Zwycięzca Big Brothera zdradził, ile zarabiał za każdy dzień show. Nie do wiary!
Kamil Lemieszewski żałuje udziału w programie?
Pół roku temu Kamil Lemieszewski został kolejnym laureatem programu Big Brother, którego dwie ostatnie edycje były emitowane przez TVN7. Aktor zyskał w show główną nagrodę i miłość – ponieważ do dziś jest w związku z inną uczestniczką, Ewą Kępys. Niestety, 36-latek ma wiele zastrzeżeń do producentów programu.
Kamil Lemieszewski o stawkach za każdy dzień w domu Wielkiego Brata
Podczas czatu na żywo z Jastrząb Post, Kamil Lemieszewski opowiedział o tym, ile zarabiał będąc w programie. Stawki wpisane do umowy były bardzo niskie. Ponadto kontrakt ograniczał artystę, więc 36-latek rozwiązał niedawno umowę z produkcją. „Umowa zobowiązywała nas na 4 lata wyłączności, przez co nie mogłem pracować jako artysta. Dlatego też nie wykonywałem żadnej widocznej pracy na terenie Polski, bo po prostu nie mogłem. Produkcja musiała wyrazić na to zgodę. […] To mi było bardzo nie na rękę, bo ja zawsze pracowałem jako artysta i akurat ten paragraf niestety przeoczyłem”, wyjaśnił aktor podczas wywiadu.
W tej samej rozmowie zaznaczył, że w pewnym sensie żałuje udziału w Big Brotherze. Kamil Lemieszewski wziąłby drugi raz udział w projekcie, ale pod pewnym warunkiem. „Jeżeli miałbym płacone normalne wynagrodzenie za każdy dzień pracy w programie telewizyjnym to tak. Bo było to niesamowite przeżycie, doświadczyłem czegoś niezwykłego. Byłem doprowadzany do granic absurdu i to wytrzymałem. To pokazało mi, że jestem naprawdę silną osobowością”, wyznał 36-latek. „Wchodząc tam, byłem przekonany, że mam płaconą 1/3 swojej stawki dziennej. A okazało się, że miałem płacone 1/300 bo to było 37 złotych za dzień. To wychodzi jakieś 80/90 groszy za godzinę”, dodał.

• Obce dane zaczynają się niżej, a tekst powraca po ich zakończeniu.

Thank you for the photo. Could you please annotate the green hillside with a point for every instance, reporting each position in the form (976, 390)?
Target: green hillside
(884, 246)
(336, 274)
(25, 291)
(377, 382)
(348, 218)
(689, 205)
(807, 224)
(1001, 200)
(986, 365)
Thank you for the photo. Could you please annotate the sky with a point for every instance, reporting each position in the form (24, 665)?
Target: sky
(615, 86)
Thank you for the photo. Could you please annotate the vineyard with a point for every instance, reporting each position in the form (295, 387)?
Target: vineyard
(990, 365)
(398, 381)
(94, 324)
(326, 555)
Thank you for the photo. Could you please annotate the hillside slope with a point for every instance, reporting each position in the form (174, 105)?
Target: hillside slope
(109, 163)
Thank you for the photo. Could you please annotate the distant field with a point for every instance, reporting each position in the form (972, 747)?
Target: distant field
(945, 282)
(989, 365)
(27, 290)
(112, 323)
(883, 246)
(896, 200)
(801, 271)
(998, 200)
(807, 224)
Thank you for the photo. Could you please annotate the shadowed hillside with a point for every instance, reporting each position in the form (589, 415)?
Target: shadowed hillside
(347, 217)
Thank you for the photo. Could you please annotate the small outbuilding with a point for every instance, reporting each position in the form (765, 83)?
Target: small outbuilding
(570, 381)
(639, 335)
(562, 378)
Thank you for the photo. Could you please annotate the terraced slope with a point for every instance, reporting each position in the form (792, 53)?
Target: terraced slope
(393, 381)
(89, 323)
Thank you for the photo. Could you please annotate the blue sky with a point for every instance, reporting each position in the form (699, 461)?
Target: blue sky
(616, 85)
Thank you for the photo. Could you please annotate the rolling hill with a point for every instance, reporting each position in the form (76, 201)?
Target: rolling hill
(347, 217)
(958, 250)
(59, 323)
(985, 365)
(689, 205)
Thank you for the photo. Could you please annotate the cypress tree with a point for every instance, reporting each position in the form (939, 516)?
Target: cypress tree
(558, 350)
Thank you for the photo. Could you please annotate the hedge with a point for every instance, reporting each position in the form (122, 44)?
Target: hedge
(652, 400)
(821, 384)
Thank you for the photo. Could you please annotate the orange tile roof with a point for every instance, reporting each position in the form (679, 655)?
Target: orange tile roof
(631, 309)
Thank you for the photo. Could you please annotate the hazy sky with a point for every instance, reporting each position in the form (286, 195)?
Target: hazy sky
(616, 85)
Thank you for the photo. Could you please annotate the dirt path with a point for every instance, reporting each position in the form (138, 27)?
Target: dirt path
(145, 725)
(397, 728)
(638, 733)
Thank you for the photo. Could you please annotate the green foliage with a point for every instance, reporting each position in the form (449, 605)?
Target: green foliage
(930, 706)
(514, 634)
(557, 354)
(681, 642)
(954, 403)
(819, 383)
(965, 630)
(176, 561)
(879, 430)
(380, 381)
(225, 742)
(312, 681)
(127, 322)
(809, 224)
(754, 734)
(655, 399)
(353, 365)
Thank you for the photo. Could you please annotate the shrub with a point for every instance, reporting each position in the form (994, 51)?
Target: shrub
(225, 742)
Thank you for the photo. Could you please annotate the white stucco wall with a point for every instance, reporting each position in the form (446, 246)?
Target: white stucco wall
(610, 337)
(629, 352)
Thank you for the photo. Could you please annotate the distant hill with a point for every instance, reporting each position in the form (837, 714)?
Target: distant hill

Kamila Lemieszewskiego rozczarowała też wysokość głównej nagrody – to 100 tysięcy złotych minus podatek. „Byłem pewny, że nagroda, z tego, co mówiła mi produkcja, jest taka sama jak za granicą gdzie np. w Serbii, czy w Rosji wynosi milion dolarów. W Polsce jest to 85 tysięcy złotych”, mówił aktor dziennikarce Jastrząb Post.
Zgadzacie się ze zdaniem Kamila, że zarówno finałowy czek, jak i stawka godzinowa za udział w programie są zbyt małymi kwotami?